The amended complaint does not reassert "other violations" and this
claim is considered withdrawn.  Green adds the claim of employer
domination or interference with a union and reasserts employer
interference, discrimination, discrimination for filing charges, and
refusal to bargain.  As with the claims against District 6 -
Seattle, Green fails to allege facts sufficient to conclude that
causes of action could be found for interference,(fn:2) discrimination,
discrimination for filing charges, and domination.  Further, Green
lacks standing to assert a refusal to bargain violation.
____________________
fn:2     Green states that he was a tai chi instructor for the District
7 - Shoreline continuing education department.


District 7 - Shoreline, Case 20918-U-07-5333

The amended complaint does not reassert claims for employer  refusal
to bargain or "other violations."  Those claims are considered
withdrawn.  Green reasserts employer interference and
discrimination, and adds claims for employer domination and
discrimination for filing charges.  As with the foregoing claims
regarding both employers, he fails to allege facts sufficient to
conclude that causes of action could be found.

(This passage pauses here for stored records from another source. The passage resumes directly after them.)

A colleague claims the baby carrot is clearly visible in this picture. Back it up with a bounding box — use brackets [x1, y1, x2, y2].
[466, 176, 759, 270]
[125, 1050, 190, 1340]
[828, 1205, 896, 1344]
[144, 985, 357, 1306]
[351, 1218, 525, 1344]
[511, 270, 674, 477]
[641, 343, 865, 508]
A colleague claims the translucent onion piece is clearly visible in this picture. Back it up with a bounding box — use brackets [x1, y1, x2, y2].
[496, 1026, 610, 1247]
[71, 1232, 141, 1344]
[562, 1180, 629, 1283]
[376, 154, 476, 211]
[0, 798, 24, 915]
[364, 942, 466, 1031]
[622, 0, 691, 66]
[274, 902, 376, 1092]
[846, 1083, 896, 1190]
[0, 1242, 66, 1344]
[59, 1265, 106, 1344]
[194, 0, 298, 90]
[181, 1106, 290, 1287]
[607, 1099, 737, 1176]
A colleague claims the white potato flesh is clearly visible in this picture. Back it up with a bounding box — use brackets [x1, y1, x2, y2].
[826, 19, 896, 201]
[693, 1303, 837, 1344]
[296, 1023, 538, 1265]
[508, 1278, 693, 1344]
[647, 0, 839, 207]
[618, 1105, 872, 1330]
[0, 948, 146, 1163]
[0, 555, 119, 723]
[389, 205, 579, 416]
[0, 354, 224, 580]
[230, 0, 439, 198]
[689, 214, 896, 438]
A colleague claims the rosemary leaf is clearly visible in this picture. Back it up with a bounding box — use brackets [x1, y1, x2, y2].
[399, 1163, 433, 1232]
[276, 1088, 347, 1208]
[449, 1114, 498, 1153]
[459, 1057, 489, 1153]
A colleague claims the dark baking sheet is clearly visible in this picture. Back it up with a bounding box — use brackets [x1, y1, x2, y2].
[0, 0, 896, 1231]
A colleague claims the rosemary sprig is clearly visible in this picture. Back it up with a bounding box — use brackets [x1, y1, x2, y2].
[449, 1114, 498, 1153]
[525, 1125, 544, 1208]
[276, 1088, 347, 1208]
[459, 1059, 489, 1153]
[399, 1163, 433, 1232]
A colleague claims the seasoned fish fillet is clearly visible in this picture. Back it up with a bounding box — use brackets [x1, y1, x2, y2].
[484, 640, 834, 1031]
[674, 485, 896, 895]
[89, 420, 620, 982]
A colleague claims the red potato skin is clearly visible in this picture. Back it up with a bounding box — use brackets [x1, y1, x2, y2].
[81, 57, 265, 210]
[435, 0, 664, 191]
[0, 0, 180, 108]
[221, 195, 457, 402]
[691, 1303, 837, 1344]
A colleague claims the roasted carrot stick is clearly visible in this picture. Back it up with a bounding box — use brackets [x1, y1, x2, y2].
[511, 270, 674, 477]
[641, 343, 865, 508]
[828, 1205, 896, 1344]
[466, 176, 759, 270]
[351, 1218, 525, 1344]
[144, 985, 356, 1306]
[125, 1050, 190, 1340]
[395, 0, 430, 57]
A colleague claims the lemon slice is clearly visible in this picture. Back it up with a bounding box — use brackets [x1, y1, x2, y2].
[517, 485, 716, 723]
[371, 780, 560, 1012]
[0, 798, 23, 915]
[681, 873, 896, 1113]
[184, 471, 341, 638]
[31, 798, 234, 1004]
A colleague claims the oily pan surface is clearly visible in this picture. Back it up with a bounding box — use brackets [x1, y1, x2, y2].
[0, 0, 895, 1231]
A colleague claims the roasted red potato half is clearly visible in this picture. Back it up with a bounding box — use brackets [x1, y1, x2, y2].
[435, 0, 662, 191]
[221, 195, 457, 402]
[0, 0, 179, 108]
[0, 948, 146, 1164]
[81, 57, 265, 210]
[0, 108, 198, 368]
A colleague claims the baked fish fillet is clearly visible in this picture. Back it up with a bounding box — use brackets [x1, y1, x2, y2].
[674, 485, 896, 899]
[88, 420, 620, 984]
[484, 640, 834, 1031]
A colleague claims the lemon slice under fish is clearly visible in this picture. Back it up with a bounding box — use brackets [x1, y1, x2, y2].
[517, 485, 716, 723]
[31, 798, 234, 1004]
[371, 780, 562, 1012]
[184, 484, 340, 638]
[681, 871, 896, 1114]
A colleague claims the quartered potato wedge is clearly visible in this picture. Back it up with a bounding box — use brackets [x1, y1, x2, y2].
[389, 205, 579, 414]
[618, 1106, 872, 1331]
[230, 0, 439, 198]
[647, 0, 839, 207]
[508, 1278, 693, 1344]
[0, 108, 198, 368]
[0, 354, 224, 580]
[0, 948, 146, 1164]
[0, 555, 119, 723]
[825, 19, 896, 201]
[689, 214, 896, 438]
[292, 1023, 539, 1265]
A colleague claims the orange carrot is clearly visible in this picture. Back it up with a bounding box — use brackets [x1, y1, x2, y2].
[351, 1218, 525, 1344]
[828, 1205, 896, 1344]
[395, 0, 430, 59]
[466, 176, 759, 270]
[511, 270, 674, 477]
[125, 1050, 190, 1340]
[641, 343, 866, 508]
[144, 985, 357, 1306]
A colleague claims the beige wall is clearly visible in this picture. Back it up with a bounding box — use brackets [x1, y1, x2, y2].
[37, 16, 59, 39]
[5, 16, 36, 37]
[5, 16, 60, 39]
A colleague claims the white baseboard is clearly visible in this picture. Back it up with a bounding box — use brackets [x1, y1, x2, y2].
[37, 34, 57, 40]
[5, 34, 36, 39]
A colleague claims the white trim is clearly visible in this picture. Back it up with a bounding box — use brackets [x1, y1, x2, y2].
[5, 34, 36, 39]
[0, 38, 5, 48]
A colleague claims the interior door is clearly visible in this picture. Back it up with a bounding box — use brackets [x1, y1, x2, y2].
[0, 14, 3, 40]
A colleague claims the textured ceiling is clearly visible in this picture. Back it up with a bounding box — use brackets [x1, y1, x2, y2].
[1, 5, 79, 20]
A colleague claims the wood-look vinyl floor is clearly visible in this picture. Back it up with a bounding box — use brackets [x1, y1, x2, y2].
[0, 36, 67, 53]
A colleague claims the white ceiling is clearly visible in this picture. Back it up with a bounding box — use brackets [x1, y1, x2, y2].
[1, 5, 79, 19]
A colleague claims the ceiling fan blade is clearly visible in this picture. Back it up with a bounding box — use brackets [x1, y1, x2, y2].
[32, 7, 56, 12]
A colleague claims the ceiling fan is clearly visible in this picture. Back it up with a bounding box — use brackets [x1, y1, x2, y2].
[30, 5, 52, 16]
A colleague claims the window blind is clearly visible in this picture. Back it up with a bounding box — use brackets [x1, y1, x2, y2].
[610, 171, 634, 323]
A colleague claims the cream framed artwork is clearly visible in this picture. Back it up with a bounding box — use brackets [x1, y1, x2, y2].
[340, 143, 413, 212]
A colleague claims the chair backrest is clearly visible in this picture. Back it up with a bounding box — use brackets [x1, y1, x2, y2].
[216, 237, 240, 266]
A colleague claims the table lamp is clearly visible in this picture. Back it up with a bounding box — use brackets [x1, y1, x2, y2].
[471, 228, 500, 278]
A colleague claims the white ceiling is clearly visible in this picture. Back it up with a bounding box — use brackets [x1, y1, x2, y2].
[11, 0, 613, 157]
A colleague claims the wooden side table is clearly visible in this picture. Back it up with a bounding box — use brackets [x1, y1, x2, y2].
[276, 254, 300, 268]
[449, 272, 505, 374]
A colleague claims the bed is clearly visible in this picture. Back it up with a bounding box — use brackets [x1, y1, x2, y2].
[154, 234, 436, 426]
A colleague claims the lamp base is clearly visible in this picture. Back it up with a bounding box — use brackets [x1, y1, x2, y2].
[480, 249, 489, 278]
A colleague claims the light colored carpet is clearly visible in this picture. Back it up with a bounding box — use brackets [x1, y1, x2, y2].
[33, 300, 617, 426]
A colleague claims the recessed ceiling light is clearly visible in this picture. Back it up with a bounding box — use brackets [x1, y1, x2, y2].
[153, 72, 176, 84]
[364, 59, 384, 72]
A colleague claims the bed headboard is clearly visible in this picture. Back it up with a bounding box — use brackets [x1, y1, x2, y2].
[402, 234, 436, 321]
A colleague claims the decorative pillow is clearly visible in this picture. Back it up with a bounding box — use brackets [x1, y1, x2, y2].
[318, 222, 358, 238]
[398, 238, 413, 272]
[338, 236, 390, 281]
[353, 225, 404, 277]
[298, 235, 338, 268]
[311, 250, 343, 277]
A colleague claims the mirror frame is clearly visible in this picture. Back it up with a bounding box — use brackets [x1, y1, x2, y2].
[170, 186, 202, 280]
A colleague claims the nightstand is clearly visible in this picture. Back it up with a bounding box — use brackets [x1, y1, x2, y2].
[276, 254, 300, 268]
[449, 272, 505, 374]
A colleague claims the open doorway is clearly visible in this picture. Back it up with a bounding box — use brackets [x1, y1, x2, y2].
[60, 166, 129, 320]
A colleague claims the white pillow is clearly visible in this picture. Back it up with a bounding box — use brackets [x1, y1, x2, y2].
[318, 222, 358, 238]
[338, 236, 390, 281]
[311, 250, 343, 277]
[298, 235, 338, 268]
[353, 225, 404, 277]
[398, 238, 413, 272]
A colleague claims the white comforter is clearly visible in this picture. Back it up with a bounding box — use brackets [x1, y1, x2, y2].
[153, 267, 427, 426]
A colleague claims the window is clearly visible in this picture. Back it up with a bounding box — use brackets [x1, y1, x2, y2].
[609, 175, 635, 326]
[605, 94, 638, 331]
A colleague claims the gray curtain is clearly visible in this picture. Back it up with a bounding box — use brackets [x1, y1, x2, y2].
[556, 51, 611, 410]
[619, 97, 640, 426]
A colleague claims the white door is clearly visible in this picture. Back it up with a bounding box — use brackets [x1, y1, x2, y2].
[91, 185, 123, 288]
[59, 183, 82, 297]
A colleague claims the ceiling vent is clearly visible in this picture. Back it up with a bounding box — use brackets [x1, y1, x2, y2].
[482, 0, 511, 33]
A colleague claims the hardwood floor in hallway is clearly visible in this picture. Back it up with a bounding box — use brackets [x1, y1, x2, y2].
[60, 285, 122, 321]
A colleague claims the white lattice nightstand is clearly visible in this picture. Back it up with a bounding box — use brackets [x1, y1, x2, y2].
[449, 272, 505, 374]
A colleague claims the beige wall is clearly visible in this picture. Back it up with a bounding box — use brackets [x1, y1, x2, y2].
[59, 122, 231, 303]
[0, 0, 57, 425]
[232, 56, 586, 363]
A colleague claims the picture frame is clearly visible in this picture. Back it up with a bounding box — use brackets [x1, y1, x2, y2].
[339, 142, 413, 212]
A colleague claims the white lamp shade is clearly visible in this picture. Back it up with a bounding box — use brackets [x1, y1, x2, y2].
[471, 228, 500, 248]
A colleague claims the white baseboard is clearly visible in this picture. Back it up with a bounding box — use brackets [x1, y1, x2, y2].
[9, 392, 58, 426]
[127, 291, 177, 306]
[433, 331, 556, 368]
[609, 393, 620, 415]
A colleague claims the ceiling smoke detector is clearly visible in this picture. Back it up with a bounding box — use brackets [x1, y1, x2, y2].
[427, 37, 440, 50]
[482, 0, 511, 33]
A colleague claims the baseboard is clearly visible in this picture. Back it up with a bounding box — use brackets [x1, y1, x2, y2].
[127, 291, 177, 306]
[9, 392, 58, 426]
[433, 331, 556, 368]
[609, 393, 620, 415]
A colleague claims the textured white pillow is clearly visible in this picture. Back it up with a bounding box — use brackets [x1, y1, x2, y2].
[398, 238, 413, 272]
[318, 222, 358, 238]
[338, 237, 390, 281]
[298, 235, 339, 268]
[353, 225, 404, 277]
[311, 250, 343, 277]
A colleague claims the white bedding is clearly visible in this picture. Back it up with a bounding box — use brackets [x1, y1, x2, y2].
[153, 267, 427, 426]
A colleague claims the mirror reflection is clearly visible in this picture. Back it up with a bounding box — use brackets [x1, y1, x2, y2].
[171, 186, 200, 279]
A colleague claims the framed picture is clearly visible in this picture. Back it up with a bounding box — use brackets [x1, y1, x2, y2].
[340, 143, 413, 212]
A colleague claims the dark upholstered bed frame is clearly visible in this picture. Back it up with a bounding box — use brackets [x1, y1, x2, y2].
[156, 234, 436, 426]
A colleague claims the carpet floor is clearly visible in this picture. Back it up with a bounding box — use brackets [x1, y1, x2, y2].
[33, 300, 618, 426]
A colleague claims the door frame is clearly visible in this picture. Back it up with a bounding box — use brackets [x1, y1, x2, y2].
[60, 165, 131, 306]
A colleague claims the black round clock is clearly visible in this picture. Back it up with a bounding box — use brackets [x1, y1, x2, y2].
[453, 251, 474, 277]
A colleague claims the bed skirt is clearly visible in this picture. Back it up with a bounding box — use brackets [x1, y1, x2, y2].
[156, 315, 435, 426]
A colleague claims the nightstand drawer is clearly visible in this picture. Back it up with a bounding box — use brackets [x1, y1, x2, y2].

Local 1789, Case 20921-U-07-5336

The amended complaint does not reassert union refusal to bargain or
"other violations" and those claims are considered withdrawn.  Green
reasserts claims for union interference and inducing an employer to
commit a violation.  He adds a claim for union violation of RCW
28B.52.073(2)(c), discrimination against an employee for filing 
charges.

The amended complaint alleges union interference in violation of RCW
28B.52.073(2)(a), by excluding Green from a bargaining unit
represented by the union, thereby stranding him without access to
statutory collective bargaining rights.  It is an unfair labor
practice for a union to enter into an agreement with an employer to
exclude a position from a bargaining unit contrary to a recognized
right or status, thereby stranding the employee.  Castle Rock School
District, Decision 4722-B (EDUC, 1995).  In order to state a cause
of action, Green needs to allege facts sufficient to conclude that
he was unlawfully excluded from the bargaining unit.  Green states
that he was a tai chi and self defense instructor for the employer's
continuing education department (District 6 - Seattle), but alleges
no facts indicating that this position was or is in the bargaining
unit.  Green does not allege facts sufficient to conclude that he
was unlawfully excluded from the bargaining unit, or that the union
unlawfully entered into an agreement with the employer to exclude
this position from the bargaining unit.  Green has not alleged facts
sufficient to conclude that a cause of action could be found for
union interference with employee rights.

Green alleges no facts supporting the inducement claim.  Regarding
the allegation of union discrimination for filing charges, Green
provides no evidence that he had previously filed an unfair labor
practice complaint against the union and so does not state a cause
of action for that claim.

Local 1950, Case 20919-U-07-5334
WFSE, Case 20923-U-07-5338

The amended complaints in the above noted cases do not reassert
union refusal to bargain or "other violations" and those claims are
considered withdrawn.  Green reasserts claims for union interference
and inducing the employer to commit a violation and adds a claim for
union discrimination for filing charges.  As with the claims set
forth against Local 1789, Green fails to allege facts sufficient to
conclude that causes of action could be found.

NOW, THEREFORE, it is 

                               ORDERED

The amended complaints charging unfair labor practices in the above
captioned matters are DISMISSED for failure to state causes of action.

ISSUED at Olympia, Washington, this  20th  day of June, 2007.


                    PUBLIC EMPLOYMENT RELATIONS COMMISSION



                    DAVID I. GEDROSE, Unfair Labor Practice Manager


This order will be the final order of the 
agency unless a notice of appeal is filed 
with the Commission under WAC 391-45-350.